Dalam laporan media South China Morning Post dan kantor berita AFP pada Senin (20/12/2021) dini hari disebutkan, PowerChina dan SinoTech telah menandatangani nota kesepahaman pembangunan 1.000 sekolah. PowerChina akan membangun 679 sekolah, sedangkan SinoTech membangun sisanya.
Pekan lalu di Baghdad, Perdana Menteri Irak Mustafa al-Khadimi menyaksikan penandatanganan 15 kontrak pembangunan 1.000 sekolah itu. Wakil Presiden Power China Li Daze dan Direktur SinoTech wilayah Timur Tengah Koo Jun meneken kontrak itu dengan Direktur Eksekutif Komite Pembangunan Ulang Pendidikan Tinggi Irak Karar Muhammad.

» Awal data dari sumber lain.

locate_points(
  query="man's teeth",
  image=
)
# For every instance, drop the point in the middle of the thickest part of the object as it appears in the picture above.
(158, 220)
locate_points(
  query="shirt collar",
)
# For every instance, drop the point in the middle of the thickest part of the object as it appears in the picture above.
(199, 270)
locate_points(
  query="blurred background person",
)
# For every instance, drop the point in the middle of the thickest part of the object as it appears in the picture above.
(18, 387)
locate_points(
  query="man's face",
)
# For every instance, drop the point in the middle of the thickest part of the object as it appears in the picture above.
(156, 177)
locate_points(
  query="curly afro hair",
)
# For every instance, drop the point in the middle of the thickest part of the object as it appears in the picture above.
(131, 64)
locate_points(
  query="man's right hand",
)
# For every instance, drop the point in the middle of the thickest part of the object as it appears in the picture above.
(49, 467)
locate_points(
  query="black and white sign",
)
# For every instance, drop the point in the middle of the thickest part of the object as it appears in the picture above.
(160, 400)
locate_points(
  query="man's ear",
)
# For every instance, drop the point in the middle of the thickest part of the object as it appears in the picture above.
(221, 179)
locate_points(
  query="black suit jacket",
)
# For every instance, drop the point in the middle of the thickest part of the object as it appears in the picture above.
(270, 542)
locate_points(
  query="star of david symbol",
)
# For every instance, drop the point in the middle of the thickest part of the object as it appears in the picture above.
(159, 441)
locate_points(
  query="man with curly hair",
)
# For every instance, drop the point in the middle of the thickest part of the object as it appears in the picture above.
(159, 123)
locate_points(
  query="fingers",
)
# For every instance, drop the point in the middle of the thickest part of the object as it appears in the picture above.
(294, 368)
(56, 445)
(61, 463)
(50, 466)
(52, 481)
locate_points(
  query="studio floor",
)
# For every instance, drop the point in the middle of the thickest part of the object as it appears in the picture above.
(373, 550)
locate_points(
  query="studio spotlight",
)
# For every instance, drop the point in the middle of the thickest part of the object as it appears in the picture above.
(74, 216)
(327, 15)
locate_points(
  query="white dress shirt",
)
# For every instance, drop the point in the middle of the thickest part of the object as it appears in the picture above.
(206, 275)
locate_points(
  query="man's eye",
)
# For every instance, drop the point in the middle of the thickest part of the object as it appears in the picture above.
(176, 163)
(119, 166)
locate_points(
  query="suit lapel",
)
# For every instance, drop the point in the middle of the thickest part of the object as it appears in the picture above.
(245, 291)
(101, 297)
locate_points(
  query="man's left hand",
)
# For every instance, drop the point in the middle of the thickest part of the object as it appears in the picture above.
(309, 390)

Proyek itu merupakan bagian dari upaya Irak membangun lagi hingga 7.000 sekolah baru. Pembangunan sekolah baru juga merupakan salah satu upaya Irak bangkit dari dampak perang selepas serbuan Amerika Serikat dan sekutunya pada 2003.
Penandatanganan kontrak China-Irak berlangsung dua pekan setelah AS mengumumkan misi perangnya di Irak berakhir. Washington hanya akan mempertahankan hingga 2.500 tentaranya untuk menjadi pelatih dan penasihat aparat Irak.
Dalam beberapa tahun terakhir, Irak terus mendesak AS menarik tentaranya. Desakan terakhir disampaikan Khadimi kepada Presiden AS Joe Biden kala mereka bersua di Gedung Putih beberapa pekan lalu. Parlemen Irak sudah bolak-balik membuat keputusan tentang permintaan penarikan pasukan AS dan sekutunya dari negara itu.
Upaya pemulihan
Serbuan AS dan sekutunya pada 2003 menyebabkan perang berkepanjangan di Irak. Di tengah perang, kelompok militan Negara Islam di Irak dan Suriah (NIIS) sempat bangkit dan menguasai wilayah sumber minyak Irak. Kini, hanya tersisa sel-sel kecil milisi NIIS di berbagai penjuru Irak.
Selain kebangkitan aneka milisi, perang juga merusak berbagai fasilitas dan bangunan di Irak. Pendidikan salah satu sektor terdampak parah. Unicef menyebut, sebanyak 3,2 juta anak Irak putus sekolah. Di sejumlah provinsi, hampir 90 persen anak putus sekolah. Mereka tidak bisa mendapat pendidikan karena gedung sekolah sudah hancur bertahun-tahun.
Banyak klinik, jalan, dan pembangkit listrik juga rusak. Berkali-kali aneka fasilitas umum di Irak jadi sasaran pengeboman, baik jarak jauh maupun dengan metode bunuh diri.
Setelah situasi semakin terkendali, Irak berusaha bangkit lagi.
Pada 2019, Baghdad dan Beijing sepakat ada pertukaran minyak dengan sejumlah proyek. Beijing akan mendapat 100.000 barel minyak per hari dari Baghdad. Sebagai gantinya, Beijing akan membangun bandara kecil di Nasiriyah, 90.000 rumah dan 1.000 klinik di Baghdad. Beijing juga berjanji membangun saluran pembuangan di Baghdad.
Penasihat khusus PM Khadimi, Sabah Abdul Lateef, mengatakan bahwa para pihak sedang merampungkan perincian teknis kontrak. ”Proyek ini akan dijalankan sesuai dengan kesepakatan setelah semua masalah hukum beres. Proyek akan berjalan begitu kesepakatan tuntas sepenuhnya,” katanya.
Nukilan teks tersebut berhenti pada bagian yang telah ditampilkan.